Understanding the Puell Multiple
The Puell Multiple is just above the discount zone, under 1.40—a long-term buying zone for Bitcoin miners. Historically, values under 1.0 mean miner stress or in-market accumulation phases. These are usually the conditions that indicate a good time to purchase. Today’s Puell Multiple shows that even after all healthy price appreciation, miners’ revenues still haven’t realized this upward trend. This is encouraging because it means that external forces can push the market. These forces could come from institutional demand, the potential for future ETFs, or a tightening circulating supply.
Market Dynamics and Potential Upside
Sprouting elevated prices and fundamentally weak miner fundamentals present a thrilling, potentially profitable, situation. In fact, this implies that this current cycle may have sizable upside potential in the months ahead, pointing to a very favorable buying opportunity.
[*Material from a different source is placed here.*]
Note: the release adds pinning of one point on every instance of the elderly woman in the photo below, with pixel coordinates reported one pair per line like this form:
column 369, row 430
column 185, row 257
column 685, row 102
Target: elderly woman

CryptoQuant’s data provides a very strong case for the assertion that the Puell Multiple shows you buying opportunities during market dips. This is an indication that Bitcoin is presently in buy territory.
Key Support Levels to Watch
Even with the analysis indicating a potential buying opportunity, it’s important to be able to pinpoint major support levels to keep an eye on. All four of these levels can serve as safety nets if the market goes bearish.
Monitoring Support Levels
There are two key short-term levels investors will want to watch for signs of weakness, particularly when take profits retrench. A major support zone sits around $104,124, per the UTXO Realized Price Distribution. The $100,000 level is a closely watched psychological level, which might be tested again in the context of a deeper retracement. If this support falls apart, the price might drop to $97,405, their last historical demand zone full of buy-side liquidity. A further breakdown might bring us down to the $97,000 mark, deepening the bearish outlook.
Disclaimer
As always, remember that the cryptocurrency market is risky. Disclaimer—No investor should ever make any investment decision based solely on past performance, which is not indicative of future results. This analysis is for informational purposes only and does not constitute financial advice. This content is for informational purposes only and investors should make their own investment decisions based on their specific financial situation and investment objectives.